Language as folk craft
I found an interesting language-related analogy in YANAGI Sōetsu's classic 1933 essay "Whither folk crafts?" (柳宗悦, 民芸の趣旨, Mingei no shushi*):
Folk crafts, by definition, do not bear signatures. ... Consider: Japanese people who don't even know what grammar is can use complicated Japanese without difficulty. How different this is from speaking a foreign language, when we must awkwardly consider each point of grammar as we speak! When the words begin to come with ease, our use of the language is at its most unremarkable (平凡). Put another way, we can only use a language freely if we can use it in an unremarkable fashion. Folk arts must share this quality of being easily accessible to anyone. The "remarkable way" (非凡の道) of the inspired genius is not the way of folk crafts.

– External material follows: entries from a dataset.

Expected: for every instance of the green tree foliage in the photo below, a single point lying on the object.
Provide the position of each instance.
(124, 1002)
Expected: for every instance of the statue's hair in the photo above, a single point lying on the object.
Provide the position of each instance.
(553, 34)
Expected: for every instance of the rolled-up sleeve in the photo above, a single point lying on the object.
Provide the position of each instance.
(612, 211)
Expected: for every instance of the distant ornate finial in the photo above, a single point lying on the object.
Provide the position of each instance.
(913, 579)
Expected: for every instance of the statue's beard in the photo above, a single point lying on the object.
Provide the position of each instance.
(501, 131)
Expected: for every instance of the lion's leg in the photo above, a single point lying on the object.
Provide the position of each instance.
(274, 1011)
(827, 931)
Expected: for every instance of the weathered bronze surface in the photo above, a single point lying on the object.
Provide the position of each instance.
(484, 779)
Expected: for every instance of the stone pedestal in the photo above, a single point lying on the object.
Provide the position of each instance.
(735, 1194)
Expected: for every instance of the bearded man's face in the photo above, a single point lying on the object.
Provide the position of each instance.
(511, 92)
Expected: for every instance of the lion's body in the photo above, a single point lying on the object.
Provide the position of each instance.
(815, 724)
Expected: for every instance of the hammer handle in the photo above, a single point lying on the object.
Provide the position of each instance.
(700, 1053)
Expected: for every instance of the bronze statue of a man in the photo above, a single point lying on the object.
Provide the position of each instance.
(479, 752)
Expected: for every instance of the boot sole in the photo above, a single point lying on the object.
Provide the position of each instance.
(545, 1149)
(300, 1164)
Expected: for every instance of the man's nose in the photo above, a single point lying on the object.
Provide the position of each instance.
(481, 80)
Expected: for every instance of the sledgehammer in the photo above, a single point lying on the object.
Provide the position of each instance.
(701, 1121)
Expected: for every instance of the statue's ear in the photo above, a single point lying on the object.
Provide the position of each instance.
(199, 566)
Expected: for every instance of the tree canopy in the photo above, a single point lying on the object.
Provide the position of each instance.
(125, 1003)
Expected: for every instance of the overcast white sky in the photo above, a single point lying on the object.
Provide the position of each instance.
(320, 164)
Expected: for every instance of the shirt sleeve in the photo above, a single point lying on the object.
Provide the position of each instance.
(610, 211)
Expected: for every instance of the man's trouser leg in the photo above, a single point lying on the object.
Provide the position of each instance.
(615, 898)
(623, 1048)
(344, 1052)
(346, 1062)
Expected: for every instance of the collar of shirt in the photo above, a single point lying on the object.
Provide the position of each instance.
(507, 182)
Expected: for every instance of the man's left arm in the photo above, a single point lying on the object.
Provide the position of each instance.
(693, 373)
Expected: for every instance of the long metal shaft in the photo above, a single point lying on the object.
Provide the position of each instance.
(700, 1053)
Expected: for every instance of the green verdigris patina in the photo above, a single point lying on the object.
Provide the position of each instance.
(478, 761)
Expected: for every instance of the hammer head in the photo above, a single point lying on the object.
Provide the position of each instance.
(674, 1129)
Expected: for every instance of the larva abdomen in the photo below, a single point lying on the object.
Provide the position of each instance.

Folk crafts in Yanagi's definition are for use, not display, and they are judged solely on how well they meet the needs of the user. (These needs are defined so that we do not have to deal with edge cases, like impractical and expensive art that nevertheless meets the not uncommon psychological need to appear both rich and cultured, or cheap mass-produced crap that addresses the needs of underpaid urban laborers who can't invest in generation-spanning quality.)
In this scenario, good design evolves over centuries under the practical pressures of everyday life. Philosophers, theoreticians and capital-R Romantic artists might achieve wonders in their own fields, but this is irrelevant to folk art unless and until the folk crafters recognize in these achievements a solution to some specific design problem their users face.
The main difference between folk crafts and language, then, is that there are fewer people going around insisting that cups without handles are ugly, or writing op-eds about the kids today and their loutish, insolent non-wicker chairs.
Kwai Dan:
Makes me wonder what he would make of kitsch. Are ballsey ceramic storefront tanukis any more authentic than Hello Kitty toilet tissue?